Imam Nawawi dalam Syarh Muslim, 8/56 mengatakan, “Para ulama madzhab Syafi’i mengatakan bahwa paling afdhol
(utama) melakukan puasa syawal secara berturut-turut (sehari) setelah shalat
‘Idul Fithri. Namun …..…jika tidak berurutan atau diakhirkan hingga akhir
Syawal maka seseorang tetap mendapatkan keutamaan puasa syawal setelah
sebelumnya melakukan puasa Ramadhan.
”
Oleh karena itu, boleh saja seseorang berpuasa syawal
tiga hari setelah Idul Fithri misalnya, baik secara berturut-turut ataupun
tidak, karena dalam hal ini ada kelonggaran. Namun, apabila seseorang berpuasa
syawal hingga keluar waktu (bulan Syawal) karena bermalas-malasan maka dia
tidak akan mendapatkan ganjaran puasa syawal.

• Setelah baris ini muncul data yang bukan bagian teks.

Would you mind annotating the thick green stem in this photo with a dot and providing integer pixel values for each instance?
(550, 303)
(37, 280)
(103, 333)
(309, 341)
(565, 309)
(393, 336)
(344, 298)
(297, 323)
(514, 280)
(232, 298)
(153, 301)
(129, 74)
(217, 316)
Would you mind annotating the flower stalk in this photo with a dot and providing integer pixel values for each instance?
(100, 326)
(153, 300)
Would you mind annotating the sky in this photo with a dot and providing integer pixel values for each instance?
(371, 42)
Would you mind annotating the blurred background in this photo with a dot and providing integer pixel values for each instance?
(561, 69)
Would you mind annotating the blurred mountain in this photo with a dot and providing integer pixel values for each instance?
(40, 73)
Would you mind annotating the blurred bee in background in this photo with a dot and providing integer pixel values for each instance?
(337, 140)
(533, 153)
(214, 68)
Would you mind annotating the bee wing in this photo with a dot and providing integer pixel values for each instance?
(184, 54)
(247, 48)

Catatan: Apabila seseorang memiliki udzur (halangan)
seperti sakit, dalam keadaan nifas, sebagai musafir, sehingga tidak berpuasa
enam hari di bulan syawal, maka boleh orang seperti ini meng-qodho’ (mengganti)
puasa syawal tersebut di bulan Dzulqo’dah. Hal ini tidaklah mengapa. (Lihat
Syarh Riyadhus Sholihin, 3/466)
Tunaikanlah Qodho’ (Tanggungan) Puasa Terlebih Dahulu
Lebih baik bagi seseorang yang masih memiliki qodho’

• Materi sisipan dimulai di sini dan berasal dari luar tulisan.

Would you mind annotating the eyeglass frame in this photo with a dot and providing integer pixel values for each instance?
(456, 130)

puasa Ramadhan untuk menunaikannya daripada melakukan puasa Syawal. Karena
tentu saja perkara yang wajib haruslah lebih diutamakan daripada perkara yang
sunnah.
Alasan lainnya adalah karena dalam hadits di atas Nabi
shallallahu ‘alaihi wa sallam mengatakan, “Barang siapa berpuasa Ramadhan.”

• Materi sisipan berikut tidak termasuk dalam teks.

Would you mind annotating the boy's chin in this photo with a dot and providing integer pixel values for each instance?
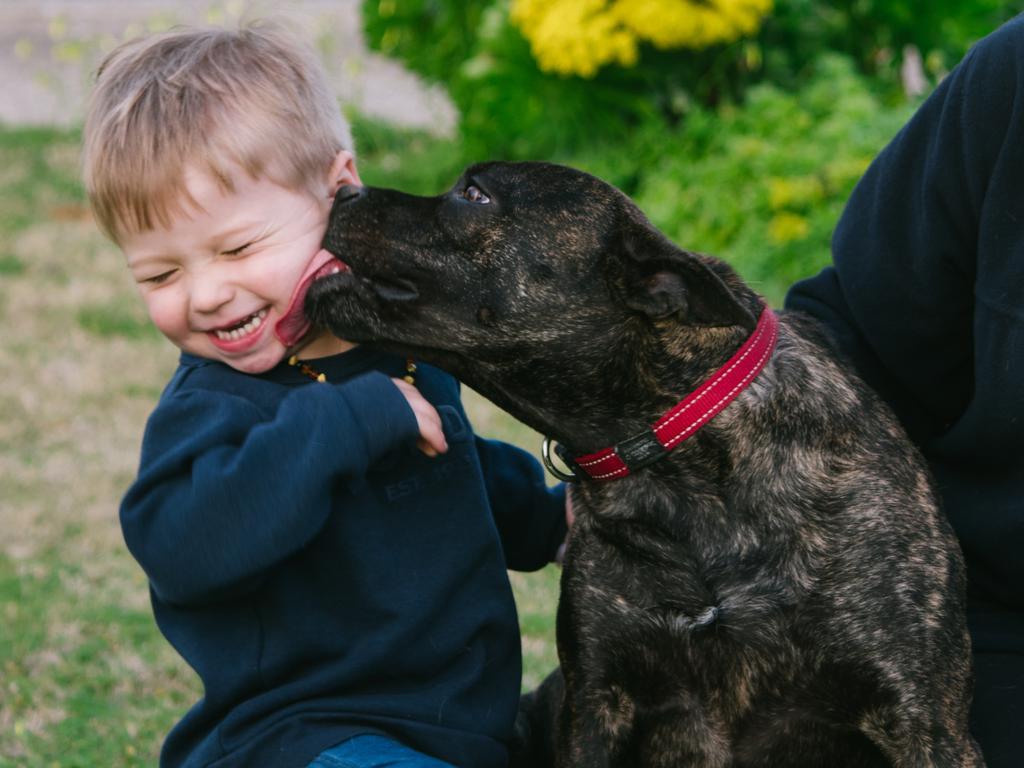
(258, 363)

Jadi apabila puasa Ramadhannya belum sempurna karena masih ada tanggungan
puasa, maka tanggungan tersebut harus ditunaikan terlebih dahulu agar
mendapatkan pahala semisal puasa setahun penuh.
Apabila seseorang menunaikan puasa Syawal terlebih
dahulu dan masih ada tanggungan puasa, maka puasanya dianggap puasa sunnah
muthlaq (puasa sunnah biasa) dan tidak mendapatkan ganjaran puasa Syawal karena
kita kembali ke perkataan Nabi shallallahu ‘alaihi wa sallam tadi, “Barang
siapa berpuasa Ramadhan.” (Lihat Syarhul Mumthi’, 3/89, 100)
Catatan: Adapun puasa sunnah selain puasa Syawal, maka
boleh seseorang mendahulukannya dari mengqodho’ puasa yang wajib selama masih
ada waktu lapang untuk menunaikan puasa sunnah tersebut. Dan puasa sunnahnya
tetap sah dan tidak berdosa.
Tetapi perlu diingat bahwa menunaikan qodho’ puasa
tetap lebih utama daripada melakukan puasa sunnah. Hal inilah yang ditekankan
oleh Syaikh Muhammad bin Sholih Al Utsaimin -semoga Allah merahmati beliau-
dalam kitab beliau Syarhul Mumthi’, 3/89 karena seringnya sebagian orang keliru
dalam permasalahan ini.
Kita ambil permisalan dengan shalat dzuhur. Waktu shalat
tersebut adalah mulai dari matahari bergeser ke barat hingga panjang bayangan
seseorang sama dengan tingginya. Kemudian dia shalat di akhir waktu misalnya
jam 2 siang karena udzur (halangan).
Dalam waktu ini bolehkah dia melakukan shalat sunnah
kemudian melakukan shalat wajib? Jawabnya boleh, karena waktu shalatnya masih
lapang dan shalat sunnahnya tetap sah dan tidak berdosa.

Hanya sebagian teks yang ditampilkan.